Differential regulation of small heat shock proteins in transgenic mouse models of neurodegenerative diseases

Previously, several studies have demonstrated changes in the levels of small heat shock proteins (sHSP) in the transgenic mouse models of familial amyotrophic lateral sclerosis (fALS) linked to mutations in Cu/Zn superoxide dismutase. Here, we compared the expression of sHSPs in transgenic mouse models of fALS, Parkinsonʹs disease (PD), dentato-rubral pallido-luysian atrophy (DRPLA) and Huntingtonʹs disease (HD); where the expression of mutant cDNA genes was under the transcriptional regulation of the mouse prion protein promoter. These models express G37R mutant Cu/Zn superoxide dismutase (SOD1G37R; fALS), A53T mutant α-synuclein (α-SynA53T; PD), full-length mutant atrophin-1-65Q, and htt-N171-82Q (huntingtin N-terminal fragment; HD). We found that the levels and solubilities of two sHSPs, Hsp25 and αB-crystallin, were differentially regulated in these mice. Levels of both Hsp25 and αB-crystallin were markedly increased in subgroups of glias at the affected regions of symptomatic SODG37R and α-SynA53T transgenic mice; abnormal deposits or cells intensely positive for αB-crystallin were observed in SODG37R mice.

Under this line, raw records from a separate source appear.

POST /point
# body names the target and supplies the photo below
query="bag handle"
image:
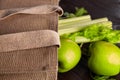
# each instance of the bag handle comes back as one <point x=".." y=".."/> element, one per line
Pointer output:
<point x="28" y="40"/>
<point x="42" y="9"/>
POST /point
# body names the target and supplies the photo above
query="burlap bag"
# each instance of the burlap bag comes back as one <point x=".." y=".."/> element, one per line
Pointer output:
<point x="28" y="39"/>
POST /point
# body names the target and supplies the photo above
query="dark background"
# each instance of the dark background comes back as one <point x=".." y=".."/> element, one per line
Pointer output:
<point x="97" y="9"/>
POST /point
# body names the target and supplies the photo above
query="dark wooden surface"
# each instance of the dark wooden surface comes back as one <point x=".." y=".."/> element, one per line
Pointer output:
<point x="97" y="9"/>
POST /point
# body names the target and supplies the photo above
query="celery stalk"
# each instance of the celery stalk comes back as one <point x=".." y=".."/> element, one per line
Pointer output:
<point x="79" y="26"/>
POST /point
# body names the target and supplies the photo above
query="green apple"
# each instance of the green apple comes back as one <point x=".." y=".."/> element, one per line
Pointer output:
<point x="104" y="59"/>
<point x="69" y="55"/>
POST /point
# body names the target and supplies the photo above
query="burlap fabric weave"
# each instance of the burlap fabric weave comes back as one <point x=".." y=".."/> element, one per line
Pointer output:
<point x="29" y="39"/>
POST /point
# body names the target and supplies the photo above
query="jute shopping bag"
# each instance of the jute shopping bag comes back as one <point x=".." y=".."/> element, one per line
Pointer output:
<point x="29" y="55"/>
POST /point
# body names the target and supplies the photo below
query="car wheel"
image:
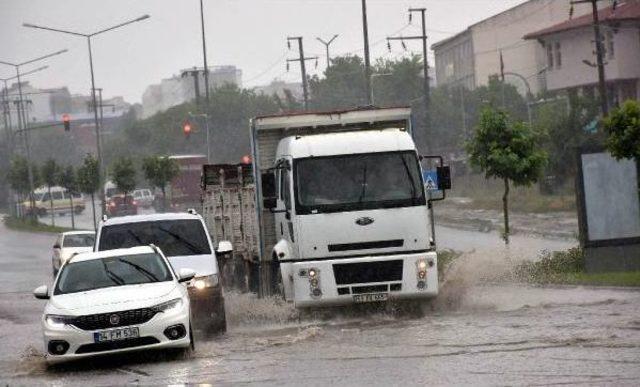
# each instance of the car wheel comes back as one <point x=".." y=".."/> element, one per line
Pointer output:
<point x="219" y="323"/>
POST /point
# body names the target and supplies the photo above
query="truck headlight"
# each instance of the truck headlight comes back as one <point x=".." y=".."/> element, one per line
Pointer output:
<point x="209" y="281"/>
<point x="57" y="321"/>
<point x="169" y="305"/>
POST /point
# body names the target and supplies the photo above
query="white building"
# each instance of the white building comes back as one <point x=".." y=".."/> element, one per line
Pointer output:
<point x="570" y="57"/>
<point x="472" y="56"/>
<point x="181" y="88"/>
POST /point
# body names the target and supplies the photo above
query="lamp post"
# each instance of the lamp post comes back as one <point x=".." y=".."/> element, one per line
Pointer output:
<point x="22" y="118"/>
<point x="93" y="85"/>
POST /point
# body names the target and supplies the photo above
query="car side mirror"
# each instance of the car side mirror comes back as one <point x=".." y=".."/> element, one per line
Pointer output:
<point x="224" y="247"/>
<point x="41" y="292"/>
<point x="186" y="275"/>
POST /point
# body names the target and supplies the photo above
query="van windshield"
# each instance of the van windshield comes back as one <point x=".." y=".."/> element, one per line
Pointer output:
<point x="358" y="182"/>
<point x="174" y="237"/>
<point x="113" y="271"/>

By contrast, neither sHSP was induced in spinal cords of htt-N171-82Q or atrophin-1-65Q mice, which do not develop astrocytosis or major motor neuron abnormalities. Interestingly, the levels of insoluble αB-crystallin in spinal cords gradually increased as a function of age in nontransgenic animals. In vitro, αB-crystallin was capable of suppressing the aggregation of α-SynA53T, as previously described for a truncated mutant SOD1. The transgenes in these mice are expressed highly in astrocytes and thus our results suggest a role for small heat shock proteins in protecting activated glial cells such as astrocytes in neurodegenerative diseases.